Outro relevante detalhe é a "torrente de histórias", um tipo de universo pessoal onde Sebastião "vê" as histórias dos outros. Quando escrevi, minha ideia era criar simulacros fantásticos das cenas que Sebastião via, com pessoas normais sendo piratas, cangaceiros, viajantes etc., no entanto, não quis impor isso ao artista e deixei que o próprio Daniel decidisse o que gostaria de colocar ali. Sabiamente, Daniel fez a torrente ser um retrato de tudo aquilo que as pessoas falam, vivenciam, acreditam, inserindo muito dele mesmo, mas reconhecendo o misto de "culturas" das pessoas. Acho que isso cria uma proximidade do leitor com a obra e fez com que qualquer um pudesse se reconhecer naquilo. Enfim, os mestres sabem o que fazem com a folha em branco.
Aqui detalhes do trabalho do Daniel com uso de referências a partir de fotos. 1. ele define como vai ser a página, inclusive colocando o letramento primeiro; 2. utiliza fotos pra dar os detalhes de enquadramento, movimento etc. 3. arte-final encerra o processo.

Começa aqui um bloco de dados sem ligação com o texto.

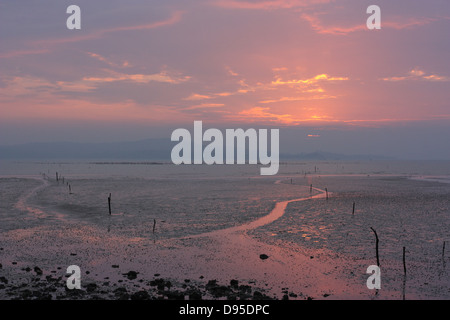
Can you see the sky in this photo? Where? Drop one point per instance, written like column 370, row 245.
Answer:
column 139, row 69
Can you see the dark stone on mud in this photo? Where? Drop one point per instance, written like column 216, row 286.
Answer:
column 121, row 293
column 220, row 291
column 26, row 294
column 91, row 287
column 38, row 271
column 245, row 289
column 140, row 295
column 195, row 295
column 131, row 275
column 210, row 284
column 160, row 284
column 175, row 295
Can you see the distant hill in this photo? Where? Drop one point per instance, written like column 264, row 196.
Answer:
column 154, row 149
column 145, row 150
column 327, row 156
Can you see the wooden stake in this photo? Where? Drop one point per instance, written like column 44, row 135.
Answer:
column 443, row 250
column 404, row 261
column 109, row 203
column 376, row 246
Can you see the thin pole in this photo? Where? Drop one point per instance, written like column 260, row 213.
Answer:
column 109, row 203
column 376, row 246
column 404, row 261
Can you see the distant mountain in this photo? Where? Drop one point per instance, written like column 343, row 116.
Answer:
column 150, row 149
column 144, row 150
column 327, row 156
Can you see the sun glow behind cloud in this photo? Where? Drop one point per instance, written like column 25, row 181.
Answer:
column 283, row 62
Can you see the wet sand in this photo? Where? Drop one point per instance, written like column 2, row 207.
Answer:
column 234, row 262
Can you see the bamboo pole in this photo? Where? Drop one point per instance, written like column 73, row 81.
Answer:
column 376, row 246
column 109, row 203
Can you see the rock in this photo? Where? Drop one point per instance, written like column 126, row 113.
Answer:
column 176, row 295
column 38, row 271
column 91, row 287
column 140, row 295
column 195, row 295
column 245, row 289
column 121, row 293
column 159, row 283
column 131, row 275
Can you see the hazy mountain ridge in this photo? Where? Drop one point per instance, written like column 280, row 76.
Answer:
column 148, row 149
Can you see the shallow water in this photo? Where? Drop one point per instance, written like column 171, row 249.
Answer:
column 187, row 221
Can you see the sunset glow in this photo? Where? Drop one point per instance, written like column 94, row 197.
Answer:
column 285, row 63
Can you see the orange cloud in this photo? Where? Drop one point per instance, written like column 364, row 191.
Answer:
column 267, row 5
column 313, row 80
column 138, row 78
column 318, row 26
column 417, row 74
column 196, row 96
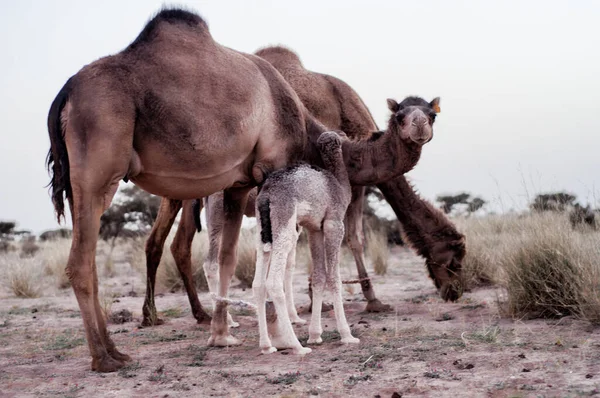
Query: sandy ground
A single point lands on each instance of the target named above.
(426, 348)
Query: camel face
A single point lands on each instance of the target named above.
(414, 118)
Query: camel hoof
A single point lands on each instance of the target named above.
(223, 341)
(268, 350)
(204, 320)
(119, 356)
(301, 351)
(147, 322)
(106, 364)
(378, 306)
(318, 340)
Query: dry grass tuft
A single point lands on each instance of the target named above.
(55, 255)
(547, 269)
(168, 275)
(246, 265)
(22, 276)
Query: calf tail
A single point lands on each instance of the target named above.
(264, 212)
(196, 209)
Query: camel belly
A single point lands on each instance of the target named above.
(190, 174)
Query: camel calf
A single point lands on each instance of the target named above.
(316, 200)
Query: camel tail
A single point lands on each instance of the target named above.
(196, 211)
(264, 211)
(57, 161)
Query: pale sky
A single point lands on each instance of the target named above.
(518, 80)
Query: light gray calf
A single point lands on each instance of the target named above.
(317, 200)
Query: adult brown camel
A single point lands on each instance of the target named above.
(182, 117)
(339, 107)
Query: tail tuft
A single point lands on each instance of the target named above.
(196, 209)
(57, 161)
(264, 212)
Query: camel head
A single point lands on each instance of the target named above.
(444, 264)
(414, 118)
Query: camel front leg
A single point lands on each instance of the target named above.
(355, 239)
(234, 204)
(259, 290)
(167, 213)
(214, 225)
(181, 248)
(86, 207)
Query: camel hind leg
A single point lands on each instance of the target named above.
(154, 248)
(214, 225)
(234, 204)
(94, 179)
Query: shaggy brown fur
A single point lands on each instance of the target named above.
(430, 233)
(338, 107)
(152, 113)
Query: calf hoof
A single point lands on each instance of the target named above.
(147, 322)
(318, 340)
(451, 291)
(301, 350)
(378, 306)
(268, 350)
(106, 364)
(350, 340)
(223, 341)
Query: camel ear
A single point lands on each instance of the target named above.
(435, 104)
(393, 105)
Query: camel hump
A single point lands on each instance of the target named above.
(279, 55)
(172, 16)
(329, 142)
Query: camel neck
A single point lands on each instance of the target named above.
(374, 162)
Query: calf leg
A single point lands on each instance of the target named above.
(317, 251)
(289, 281)
(154, 247)
(333, 231)
(286, 337)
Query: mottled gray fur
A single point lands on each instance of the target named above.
(317, 200)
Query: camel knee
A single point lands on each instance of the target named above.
(275, 290)
(333, 228)
(81, 277)
(211, 270)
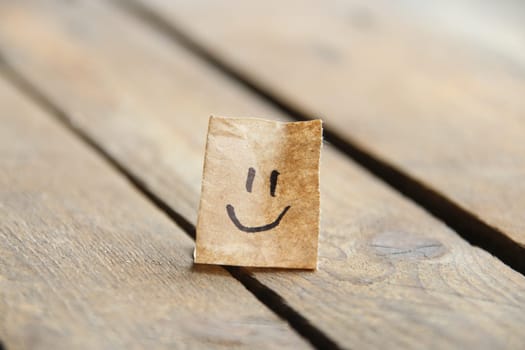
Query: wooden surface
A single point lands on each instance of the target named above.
(436, 89)
(389, 274)
(87, 262)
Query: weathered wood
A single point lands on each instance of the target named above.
(87, 262)
(389, 274)
(435, 89)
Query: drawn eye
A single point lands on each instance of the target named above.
(249, 179)
(273, 182)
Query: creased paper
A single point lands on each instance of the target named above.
(260, 194)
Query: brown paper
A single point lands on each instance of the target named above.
(260, 194)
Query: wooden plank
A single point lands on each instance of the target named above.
(389, 275)
(435, 89)
(87, 263)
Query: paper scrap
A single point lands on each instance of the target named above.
(260, 194)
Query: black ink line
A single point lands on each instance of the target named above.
(249, 179)
(466, 224)
(273, 182)
(275, 302)
(233, 218)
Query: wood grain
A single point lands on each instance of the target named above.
(436, 89)
(87, 263)
(389, 275)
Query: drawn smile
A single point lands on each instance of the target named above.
(231, 213)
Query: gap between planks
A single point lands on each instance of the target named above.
(464, 223)
(264, 294)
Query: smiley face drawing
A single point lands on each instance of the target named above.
(249, 183)
(260, 194)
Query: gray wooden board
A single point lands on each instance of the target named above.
(434, 88)
(87, 263)
(389, 274)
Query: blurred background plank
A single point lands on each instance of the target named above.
(433, 88)
(389, 274)
(87, 263)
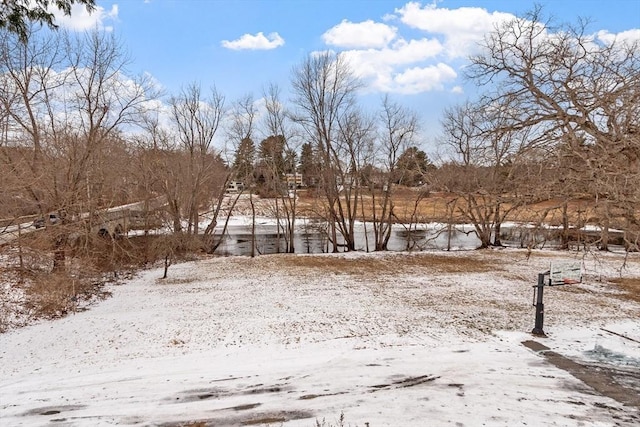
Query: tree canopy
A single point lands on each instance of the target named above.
(15, 15)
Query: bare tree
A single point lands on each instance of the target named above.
(324, 89)
(577, 90)
(66, 98)
(399, 127)
(196, 120)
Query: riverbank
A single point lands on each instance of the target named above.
(387, 339)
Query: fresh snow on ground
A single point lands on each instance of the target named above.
(280, 340)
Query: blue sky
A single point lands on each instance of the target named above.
(412, 50)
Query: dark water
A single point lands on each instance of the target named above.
(313, 239)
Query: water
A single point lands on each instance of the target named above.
(312, 238)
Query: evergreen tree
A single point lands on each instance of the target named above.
(413, 165)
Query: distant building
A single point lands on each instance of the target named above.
(294, 180)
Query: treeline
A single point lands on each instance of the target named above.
(556, 120)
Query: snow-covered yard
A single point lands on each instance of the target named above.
(394, 339)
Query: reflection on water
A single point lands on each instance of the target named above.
(313, 239)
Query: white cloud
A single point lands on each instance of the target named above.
(255, 42)
(461, 28)
(424, 79)
(81, 20)
(367, 34)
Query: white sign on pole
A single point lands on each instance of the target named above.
(565, 273)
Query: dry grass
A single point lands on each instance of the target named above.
(630, 286)
(389, 265)
(440, 207)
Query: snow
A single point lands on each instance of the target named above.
(294, 339)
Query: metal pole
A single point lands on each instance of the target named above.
(537, 330)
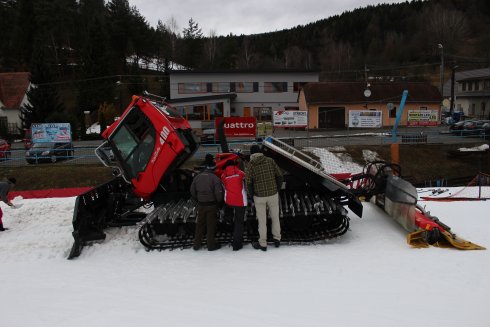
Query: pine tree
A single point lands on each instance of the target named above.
(43, 100)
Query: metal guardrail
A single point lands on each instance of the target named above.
(86, 154)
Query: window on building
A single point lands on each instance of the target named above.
(191, 88)
(216, 110)
(221, 87)
(392, 112)
(263, 113)
(244, 87)
(275, 87)
(298, 85)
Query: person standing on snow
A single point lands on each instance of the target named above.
(207, 190)
(5, 188)
(264, 179)
(235, 198)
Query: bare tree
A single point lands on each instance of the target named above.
(210, 47)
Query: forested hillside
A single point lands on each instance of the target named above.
(78, 51)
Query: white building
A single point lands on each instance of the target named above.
(201, 96)
(471, 93)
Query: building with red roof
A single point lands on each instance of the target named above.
(13, 90)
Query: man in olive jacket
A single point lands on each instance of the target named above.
(264, 179)
(5, 187)
(207, 190)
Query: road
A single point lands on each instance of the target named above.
(84, 150)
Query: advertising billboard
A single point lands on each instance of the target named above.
(423, 117)
(238, 126)
(365, 118)
(51, 132)
(290, 118)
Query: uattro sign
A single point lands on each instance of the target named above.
(290, 118)
(238, 126)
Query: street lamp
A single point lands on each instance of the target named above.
(119, 85)
(440, 46)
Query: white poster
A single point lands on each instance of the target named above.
(290, 118)
(365, 118)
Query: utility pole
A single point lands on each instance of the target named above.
(441, 77)
(451, 106)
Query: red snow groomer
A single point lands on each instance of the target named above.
(147, 147)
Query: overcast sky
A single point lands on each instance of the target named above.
(245, 17)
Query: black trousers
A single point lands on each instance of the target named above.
(207, 217)
(238, 217)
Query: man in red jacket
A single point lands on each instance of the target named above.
(236, 198)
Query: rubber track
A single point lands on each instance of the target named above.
(169, 235)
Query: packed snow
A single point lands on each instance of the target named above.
(368, 277)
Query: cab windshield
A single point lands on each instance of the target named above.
(134, 141)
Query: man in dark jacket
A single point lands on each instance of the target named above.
(5, 188)
(264, 179)
(207, 190)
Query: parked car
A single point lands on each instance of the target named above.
(485, 129)
(4, 150)
(458, 126)
(49, 152)
(475, 127)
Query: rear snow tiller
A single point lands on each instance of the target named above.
(146, 148)
(381, 182)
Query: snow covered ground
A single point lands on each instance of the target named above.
(368, 277)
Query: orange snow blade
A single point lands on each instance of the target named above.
(459, 243)
(418, 239)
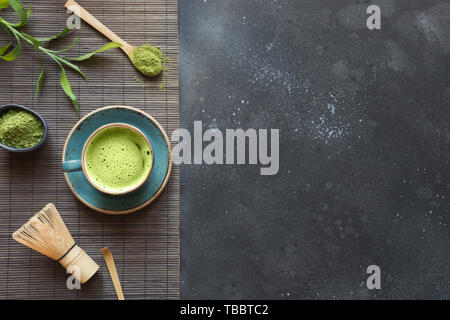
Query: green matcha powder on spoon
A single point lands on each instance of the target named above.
(147, 59)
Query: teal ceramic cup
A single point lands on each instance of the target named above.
(118, 151)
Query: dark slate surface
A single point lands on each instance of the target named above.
(364, 149)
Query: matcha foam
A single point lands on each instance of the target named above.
(118, 158)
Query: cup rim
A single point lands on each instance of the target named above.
(108, 191)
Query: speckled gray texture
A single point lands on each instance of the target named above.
(364, 149)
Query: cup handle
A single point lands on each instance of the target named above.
(72, 166)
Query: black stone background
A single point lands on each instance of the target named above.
(364, 149)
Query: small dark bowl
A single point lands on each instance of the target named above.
(7, 107)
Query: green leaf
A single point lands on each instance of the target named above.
(65, 84)
(18, 7)
(29, 11)
(106, 47)
(5, 48)
(14, 53)
(40, 81)
(59, 35)
(4, 4)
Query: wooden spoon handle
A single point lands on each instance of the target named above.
(113, 272)
(90, 19)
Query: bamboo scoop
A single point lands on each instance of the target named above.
(147, 59)
(113, 272)
(100, 27)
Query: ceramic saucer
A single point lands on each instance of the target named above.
(139, 198)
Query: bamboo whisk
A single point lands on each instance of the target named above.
(47, 234)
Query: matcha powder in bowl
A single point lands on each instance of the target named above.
(149, 60)
(21, 129)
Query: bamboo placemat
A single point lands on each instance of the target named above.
(145, 244)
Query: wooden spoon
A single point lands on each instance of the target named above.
(100, 27)
(113, 272)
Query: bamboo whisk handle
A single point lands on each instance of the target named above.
(78, 263)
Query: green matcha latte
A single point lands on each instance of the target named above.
(118, 159)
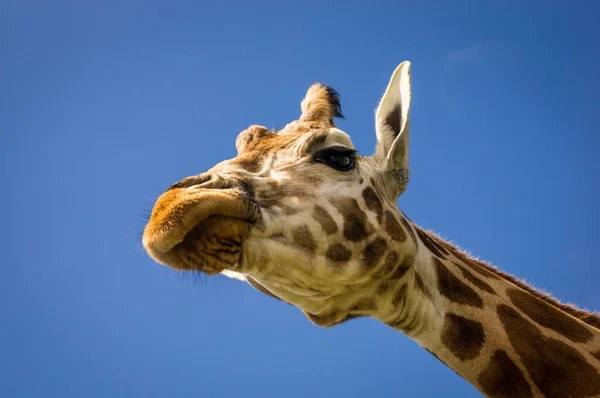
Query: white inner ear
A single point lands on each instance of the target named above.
(392, 118)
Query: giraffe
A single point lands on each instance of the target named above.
(301, 216)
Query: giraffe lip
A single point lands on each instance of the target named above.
(199, 229)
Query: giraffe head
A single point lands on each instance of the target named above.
(298, 213)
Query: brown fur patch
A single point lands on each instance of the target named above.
(489, 271)
(338, 253)
(475, 280)
(327, 222)
(388, 266)
(403, 267)
(373, 252)
(303, 238)
(366, 304)
(549, 316)
(463, 337)
(250, 134)
(321, 104)
(406, 225)
(356, 226)
(502, 378)
(384, 287)
(454, 289)
(251, 165)
(393, 227)
(435, 248)
(399, 296)
(373, 202)
(557, 369)
(421, 285)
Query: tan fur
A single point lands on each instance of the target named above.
(333, 243)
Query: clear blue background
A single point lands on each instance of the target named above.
(105, 104)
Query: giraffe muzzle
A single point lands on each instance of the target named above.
(200, 224)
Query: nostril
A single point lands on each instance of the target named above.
(193, 180)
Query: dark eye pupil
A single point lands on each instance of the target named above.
(340, 160)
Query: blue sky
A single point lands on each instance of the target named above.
(105, 104)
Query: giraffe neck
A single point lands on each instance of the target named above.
(500, 335)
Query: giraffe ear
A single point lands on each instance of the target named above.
(392, 128)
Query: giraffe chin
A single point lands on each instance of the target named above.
(211, 247)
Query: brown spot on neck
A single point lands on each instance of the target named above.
(373, 252)
(491, 272)
(324, 219)
(550, 317)
(463, 337)
(557, 369)
(338, 253)
(373, 202)
(502, 378)
(434, 247)
(405, 223)
(303, 238)
(453, 288)
(474, 280)
(356, 226)
(393, 227)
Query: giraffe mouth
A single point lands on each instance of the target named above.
(203, 230)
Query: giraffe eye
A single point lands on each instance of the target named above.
(339, 158)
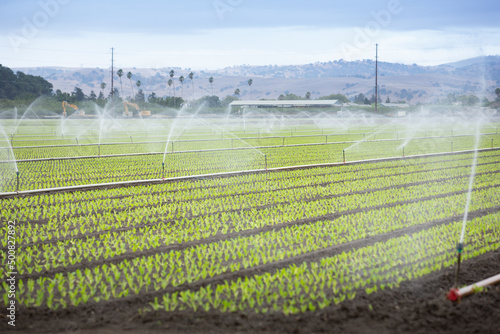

Falando agora um pouco de arte, tanto eu quanto Daniel damos muito valor à pesquisa. Eu sabia bem pra onde seguir com a história, dei algumas referências de cenário ao artista de forma que ele entendesse minha visão: a ideia de se "retirar" de um lugar seguro e seguir pra outro, onde tudo pode ser maior, mais assustador, mais repleto de coisas e pessoas. Daniel usou cenários que pudessem ser mais comuns a mim e a ele, mas que também tivessem uma noção mais universal: ao mesmo tempo que era nosso lugar, poderia ser todo e qualquer lugar. Isso deu mais "camadas" ao contexto simbólico da história, o que é muito bom.
Daniel tem uma maneira muito clássica de trabalhar: ele faz um estudo de como imagina a página (layout), define o lápis e depois conclui a arte final. Nessas páginas podemos perceber, inclusive, como ele trabalhou com a "torrente de histórias", inserindo elas depois da página já bem caminhada.
Bem, pessoal, é isso. Espero que tenham gostado. Essa será a história que vai abrir meu portfolio. Espero ter começado em grande estilo.